341008
341008

Reputation: 10242

Encapsulating an external data source in a repository pattern

I am creating the high level design for a new service. The complexity of the service warrants using DDD (I think). So I did the conventional thing and created domain services, aggregates, repositories, etc. My repositories encapsulate the data source. So a query can look for an object in the cache, failing that look in the db, failing that make a REST call to an external service to fetch the required information. This is fairly standard. Now the argument put forward by my colleagues is that abstracting the data source this way is dangerous because the developer using the repository will not be aware of the time required to execute the api and consequently not be able to calculate the execution time for any apis he writes above it. May be he would want to set up his component's behaviour differently if he knew that his call would result in a REST call. They are suggesting I move the REST call outside of the repository and maybe even the caching strategy along with it. I can see their point but the whole idea behind the repository pattern is precisely to hide this kind of information and not have each component deal with caching strategies and data access. My question is, is there a pattern or model which addresses this concern?

Upvotes: 1

Views: 3173

Answers (3)

guillaume31
guillaume31

Reputation: 14080

I think it all depends where you think the fetching/fallback strategy belongs, in the Service layer or in the Infrastructure layer (latter sounds more legit to me).

It could also be a mix of the two -- the Service is passed an ordered series of Repositories to use one after the other in case of failure. Construction of the series of Repos could be placed in the Infrastructure layer or somewhere else. Fallback logic in one place, fallback configuration in another.

As a side note, asynchrony seems like a good way to signal the users that something is potentially slow and would be blocking if you waited for it. Better than hiding everything behind a vanilla, inconspicuous Repository name and better than adding some big threatening "this could be slow" prefix to your type, IMO.

Upvotes: 0

MikeSW
MikeSW

Reputation: 16378

They are suggesting I move the REST call outside of the repository

Then you won't have a repository. The repository means we don't know persistence details, not that we don't know there is persistence. Every time we're using a repository, regardless of its implementation (from a in memory list to a REST call) we expect 'slowness' because it's common knowledge that persistence usually is the bottleneck.

Someone who will use a certain repository implementation (like REST based) will know it will deal with latency and transient errors. A service having just a IRepository dependency still knows it deals with persistence.

About caching strategies, you can have some service level (more generic) caching and repository level (persistence specific) caching. These probably should be implementation details.

Now the argument put forward by my colleagues is that abstracting the data source this way is dangerous because the developer using the repository will not be aware of the time required to execute the api and consequently not be able to calculate the execution time for any apis he writes above it. May be he would want to set up his component's behaviour differently if he knew that his call would result in a REST call.

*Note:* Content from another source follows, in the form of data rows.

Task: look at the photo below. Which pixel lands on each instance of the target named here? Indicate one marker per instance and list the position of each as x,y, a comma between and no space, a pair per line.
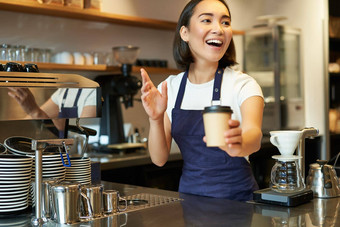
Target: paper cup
215,124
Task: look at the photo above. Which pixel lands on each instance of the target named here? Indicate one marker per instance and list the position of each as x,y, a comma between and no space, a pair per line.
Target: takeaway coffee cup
215,124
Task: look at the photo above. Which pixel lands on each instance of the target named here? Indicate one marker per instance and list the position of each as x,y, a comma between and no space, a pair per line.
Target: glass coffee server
273,58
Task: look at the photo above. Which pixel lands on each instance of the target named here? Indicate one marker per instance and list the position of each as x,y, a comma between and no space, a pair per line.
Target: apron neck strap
216,90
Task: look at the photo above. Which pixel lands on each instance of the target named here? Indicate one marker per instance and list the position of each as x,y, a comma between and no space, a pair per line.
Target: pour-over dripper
286,141
126,56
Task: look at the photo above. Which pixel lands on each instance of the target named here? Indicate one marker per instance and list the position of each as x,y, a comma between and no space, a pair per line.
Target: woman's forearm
159,148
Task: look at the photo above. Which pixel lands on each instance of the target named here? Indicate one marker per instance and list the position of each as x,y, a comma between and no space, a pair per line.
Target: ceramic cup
215,124
88,59
286,141
111,201
79,58
63,58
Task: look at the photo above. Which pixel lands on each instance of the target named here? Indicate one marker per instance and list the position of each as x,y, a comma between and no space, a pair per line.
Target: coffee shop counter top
116,160
120,160
169,208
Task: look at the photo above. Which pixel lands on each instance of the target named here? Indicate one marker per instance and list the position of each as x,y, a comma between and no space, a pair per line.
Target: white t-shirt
87,98
236,88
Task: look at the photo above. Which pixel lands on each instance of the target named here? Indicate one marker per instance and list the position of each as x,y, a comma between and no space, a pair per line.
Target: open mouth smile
214,42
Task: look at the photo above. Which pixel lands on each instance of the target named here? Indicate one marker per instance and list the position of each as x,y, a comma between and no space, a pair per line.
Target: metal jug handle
125,221
89,206
125,204
67,156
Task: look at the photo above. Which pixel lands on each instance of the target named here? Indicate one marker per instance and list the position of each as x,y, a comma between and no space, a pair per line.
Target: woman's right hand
154,102
25,99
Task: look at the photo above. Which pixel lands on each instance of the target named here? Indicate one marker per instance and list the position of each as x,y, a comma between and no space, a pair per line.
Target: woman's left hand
233,139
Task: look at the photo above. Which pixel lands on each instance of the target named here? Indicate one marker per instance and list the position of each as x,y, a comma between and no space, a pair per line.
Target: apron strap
216,90
217,87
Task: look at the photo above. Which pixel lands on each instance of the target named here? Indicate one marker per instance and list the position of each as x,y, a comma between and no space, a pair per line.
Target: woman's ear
184,33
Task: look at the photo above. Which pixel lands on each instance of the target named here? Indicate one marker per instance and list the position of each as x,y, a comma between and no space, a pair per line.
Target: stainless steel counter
203,211
120,160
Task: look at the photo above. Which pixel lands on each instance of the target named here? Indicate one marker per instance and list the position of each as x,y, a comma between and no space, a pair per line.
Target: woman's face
209,32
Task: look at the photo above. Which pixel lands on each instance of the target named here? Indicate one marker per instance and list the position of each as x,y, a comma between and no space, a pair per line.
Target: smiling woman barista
203,46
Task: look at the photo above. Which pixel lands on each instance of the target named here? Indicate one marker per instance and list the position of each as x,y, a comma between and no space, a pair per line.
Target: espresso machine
287,187
118,89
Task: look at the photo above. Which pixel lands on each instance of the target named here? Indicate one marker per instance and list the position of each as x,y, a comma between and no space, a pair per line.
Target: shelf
99,68
33,7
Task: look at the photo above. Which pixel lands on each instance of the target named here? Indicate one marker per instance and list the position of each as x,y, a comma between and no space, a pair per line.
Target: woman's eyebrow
211,14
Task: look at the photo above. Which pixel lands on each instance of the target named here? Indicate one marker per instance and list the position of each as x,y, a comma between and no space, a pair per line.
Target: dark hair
181,50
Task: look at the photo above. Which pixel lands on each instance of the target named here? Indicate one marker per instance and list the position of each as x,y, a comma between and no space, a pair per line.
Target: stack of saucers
15,178
79,171
52,166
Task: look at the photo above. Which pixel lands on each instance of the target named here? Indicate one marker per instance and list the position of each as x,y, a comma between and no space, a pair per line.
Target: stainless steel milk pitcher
66,202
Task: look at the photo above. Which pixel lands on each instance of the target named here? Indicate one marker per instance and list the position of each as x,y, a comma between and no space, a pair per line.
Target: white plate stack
15,178
79,171
51,161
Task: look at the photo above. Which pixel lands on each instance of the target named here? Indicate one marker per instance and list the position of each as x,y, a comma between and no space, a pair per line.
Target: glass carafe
286,176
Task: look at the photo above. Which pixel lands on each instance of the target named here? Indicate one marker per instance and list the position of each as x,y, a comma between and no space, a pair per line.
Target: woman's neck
199,74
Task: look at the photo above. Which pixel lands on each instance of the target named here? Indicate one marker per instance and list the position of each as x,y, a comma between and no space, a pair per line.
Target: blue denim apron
208,171
68,112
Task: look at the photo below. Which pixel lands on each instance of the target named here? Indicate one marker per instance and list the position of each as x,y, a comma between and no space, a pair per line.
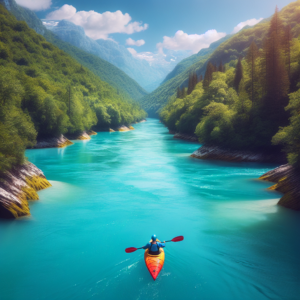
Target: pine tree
287,48
183,92
251,57
221,68
277,82
189,84
238,74
195,80
208,75
178,93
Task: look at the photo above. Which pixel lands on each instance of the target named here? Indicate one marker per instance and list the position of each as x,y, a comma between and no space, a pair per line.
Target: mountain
105,70
236,45
149,76
187,62
45,92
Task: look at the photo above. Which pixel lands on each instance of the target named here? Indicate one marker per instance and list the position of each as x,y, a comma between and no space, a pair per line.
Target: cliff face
287,180
17,187
216,153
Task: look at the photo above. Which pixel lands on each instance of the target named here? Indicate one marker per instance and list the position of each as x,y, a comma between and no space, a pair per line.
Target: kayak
154,263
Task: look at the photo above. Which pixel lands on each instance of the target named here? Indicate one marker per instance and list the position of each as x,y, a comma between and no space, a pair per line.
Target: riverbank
59,142
17,187
186,137
217,153
287,180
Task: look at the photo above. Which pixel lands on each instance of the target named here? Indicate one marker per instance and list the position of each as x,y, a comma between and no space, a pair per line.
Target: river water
115,191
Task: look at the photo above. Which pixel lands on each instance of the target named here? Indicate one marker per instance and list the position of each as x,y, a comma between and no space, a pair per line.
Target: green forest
230,49
44,93
102,68
252,102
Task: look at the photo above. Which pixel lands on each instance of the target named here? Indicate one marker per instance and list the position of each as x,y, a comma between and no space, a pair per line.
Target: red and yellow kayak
154,263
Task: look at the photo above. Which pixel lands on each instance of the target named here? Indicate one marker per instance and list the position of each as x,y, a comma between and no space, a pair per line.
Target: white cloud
191,42
159,58
35,4
132,42
50,23
241,25
65,12
148,56
96,25
132,51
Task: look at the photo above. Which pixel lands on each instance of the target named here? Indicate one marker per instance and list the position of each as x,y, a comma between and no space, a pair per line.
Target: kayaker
154,246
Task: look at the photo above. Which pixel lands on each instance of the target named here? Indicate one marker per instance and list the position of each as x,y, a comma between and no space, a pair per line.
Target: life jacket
154,249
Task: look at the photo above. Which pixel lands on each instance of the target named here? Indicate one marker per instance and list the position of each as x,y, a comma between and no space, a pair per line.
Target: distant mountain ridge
236,45
185,63
148,76
105,70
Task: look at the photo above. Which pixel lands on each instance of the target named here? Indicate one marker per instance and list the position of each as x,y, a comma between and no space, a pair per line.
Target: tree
178,93
190,84
238,74
277,82
208,75
287,48
251,57
221,67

This is wasting time trying to complicate your life. The whole point of an abstraction is to hide the dirty details. What they suggest is basically: let's make the user aware of some implementation detail, so that the user can couple its code to that.

The point is, a developer should be aware of the api they're using. If a component is using an external service (db, web service), this should be known. Once you know there's data to be fetched, you know you'll have to wait for it.

If you go the DDD route then you have bounded contexts (BC). Making a model dependent on another BC is a very bad idea . Each BC should publish domain events and each interested BC should subscribe and keep their very own model based on those events. This means the queries will be 'local' but you'll still be hitting a db.

Upvotes: 6

BAD_SEED
BAD_SEED

Reputation: 5056

Repository pattern aim to reduce the coupling with persistence layer. In my opinion I wouldn't risk to make a repository so full of responsibility.

You could use an Anti Corruption Layer against changes in external service and a Proxy to hide the caching related issues.

Then in the application layer I will code the fallback strategy.